Thursday, 20 September 2018 08:57

BPPT Kembangkan Sistem Pemeringkatan Bahaya Kebakaran Gambut

Written by 
Rate this item
(0 votes)

Badan Pengkajian dan Penerapan Teknologi (BPPT) mengembangkan sistem pemeringkatan bahaya kebakaran lahan gambut untuk mendukung pemantauan risiko kebakaran hutan dan lahan.

Kepala BPPT Unggul Priyanto sela seminar nasional Pusat Teknologi Pengembangan Sumberdaya Wilayah, di gedung BPPT,  Jakarta Selasa (18/9) mengatakan, Sistem Pemeringkatan Bahaya Kebakaran - SPBK saat ini sudah diterapkan di Indonesia. Namun system ini masih mengacu kepada sistem atau algoritma dari negara lain yang berada di daerah subtropis dan bertumpu pada data cuaca, sehingga tidak seluruh parameternya menjadi sesuai dengan wilayah Indonesia.

Dikatakannya, aplikasi ini dikerjakan bersama dengan Kementerian Lingkungan Hidup dan Kehutanan (KLHK), Badan Meteorologi, Klimatologi, dan Geofisika (BMKG) termasuk Lembaga Penerbangan dan Antariksa Nasional (LAPAN).

Unggul Priyanto menjelaskan, selain komponen cuaca, SPBK ini berkaitan dengan komponen aktivitas manusia, bahan bakaran antara lain berupa sebaran dan ketebalan gambut serta distribusi air gambut dan sumber air untuk mengatasi kekeringan gambut. Yang terakhir adalah komponen kerugian yang diderita dalam rupiah akibat kebakaran lahan gambut. Di sini diperlukan Akuntansi Sumberdaya Alam untuk memodelkan dan mendapatkan nilai kerugian sekaligus nilai potensi kerugian jika terjadi kebakaran pada penggunaan lahan tertentu, papar Unggul Priyanto.

Menurut Unggul, riset dan kajian lahan gambut sudah lama dilakukan BPPT. BPPT ingin berkontribusi membantu percepatan dalam pengelolaan lahan gambut yang bermanfaat secara ekonomi tapi tetap dengan tata kelola lingkungan yang baik serta mencegah terjadinya kebakaran.

Hasilnya telah diimplementasikan dalam bentuk kebijakan pengelolaan lahan gambut, tata ruang wilayah, tata kelola pemanfaatan lahan gambut.

Unggul Priyanto menambahkan, selama ini sering terjadi kebakaran umumnya pada lahan gambut. Karena itu BPPT bekerja sama dengan berbagai instansi seperti KLHK dan swasta berusaha memonitor agar gambut selalu basah supaya tidak gampang terbakar. Unggul mengatakan penerapan sistem itu mencakup pemasangan alat-alat monitor di daerah rawan kebakaran hutan dan lahan.

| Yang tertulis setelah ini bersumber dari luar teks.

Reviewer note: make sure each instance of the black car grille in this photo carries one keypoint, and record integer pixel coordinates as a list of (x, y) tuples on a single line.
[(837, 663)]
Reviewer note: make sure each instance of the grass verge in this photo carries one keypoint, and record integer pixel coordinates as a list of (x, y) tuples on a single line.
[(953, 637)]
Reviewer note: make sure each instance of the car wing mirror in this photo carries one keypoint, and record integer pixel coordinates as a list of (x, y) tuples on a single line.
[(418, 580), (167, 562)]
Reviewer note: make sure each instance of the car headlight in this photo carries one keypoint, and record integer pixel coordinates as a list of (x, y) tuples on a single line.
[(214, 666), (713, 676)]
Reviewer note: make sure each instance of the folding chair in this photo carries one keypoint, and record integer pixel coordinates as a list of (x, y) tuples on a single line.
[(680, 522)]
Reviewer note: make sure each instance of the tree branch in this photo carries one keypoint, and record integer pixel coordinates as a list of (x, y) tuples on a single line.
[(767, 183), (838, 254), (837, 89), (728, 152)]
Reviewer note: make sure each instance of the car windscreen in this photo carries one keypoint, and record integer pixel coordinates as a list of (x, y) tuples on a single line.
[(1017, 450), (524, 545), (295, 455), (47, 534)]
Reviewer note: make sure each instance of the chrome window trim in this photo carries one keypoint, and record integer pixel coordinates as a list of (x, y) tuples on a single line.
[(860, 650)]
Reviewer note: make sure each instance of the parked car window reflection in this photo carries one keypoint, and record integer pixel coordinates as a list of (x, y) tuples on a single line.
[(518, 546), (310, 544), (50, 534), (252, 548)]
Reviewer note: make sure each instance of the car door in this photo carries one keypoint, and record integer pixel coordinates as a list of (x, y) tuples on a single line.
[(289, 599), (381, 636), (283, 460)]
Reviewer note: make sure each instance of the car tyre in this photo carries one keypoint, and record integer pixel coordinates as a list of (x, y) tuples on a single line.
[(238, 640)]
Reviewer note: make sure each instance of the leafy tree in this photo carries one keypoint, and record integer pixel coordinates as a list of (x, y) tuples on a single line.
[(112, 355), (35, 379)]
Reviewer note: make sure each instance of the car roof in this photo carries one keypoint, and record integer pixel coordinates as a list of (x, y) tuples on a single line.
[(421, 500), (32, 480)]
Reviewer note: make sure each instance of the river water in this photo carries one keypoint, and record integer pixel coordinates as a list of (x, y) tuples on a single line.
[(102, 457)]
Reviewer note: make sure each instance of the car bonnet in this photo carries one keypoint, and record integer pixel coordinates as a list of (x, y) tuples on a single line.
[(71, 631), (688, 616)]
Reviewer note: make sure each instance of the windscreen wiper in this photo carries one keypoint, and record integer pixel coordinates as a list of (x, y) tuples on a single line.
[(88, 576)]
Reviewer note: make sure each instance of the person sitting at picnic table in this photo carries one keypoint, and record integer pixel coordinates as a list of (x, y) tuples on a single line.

Sementara itu Direktur Pusat Teknologi Pengembangan Sumberdaya Wilayah BPPT Yudi Anantasena mengatakan, diharapkan mulai akhir tahun ini sudah didapatkan parameter dan di akhir 2019 dilengkapi data serta sistemnya di serahkan ke Badan Meteorologi Klimanologi dan Geofisika BMKG. Ia menjelaskan sistem tersebut dibuat untuk memantau daerah-daerah yang rawan mengalami kebakaran gambut dan memastikan keberadaan titik api mengingat selama ini petugas pemadam kebakaran masih menggunakan titik panas, yang belum tentu merupakan titik api, sebagai panduan. Untuk itu, pihaknya ingin memastikan titik api dari beberapa parameter. Yudi Anantasena menambahkan, sistem pemeringkatan bahaya kebakaran lahan gambut, akan diprioritaskan di wilayah rawan kebakaran gambut di Sumatera Selatan, Jambi, Riau, Kalimantan Tengah dan Kalimantan Barat.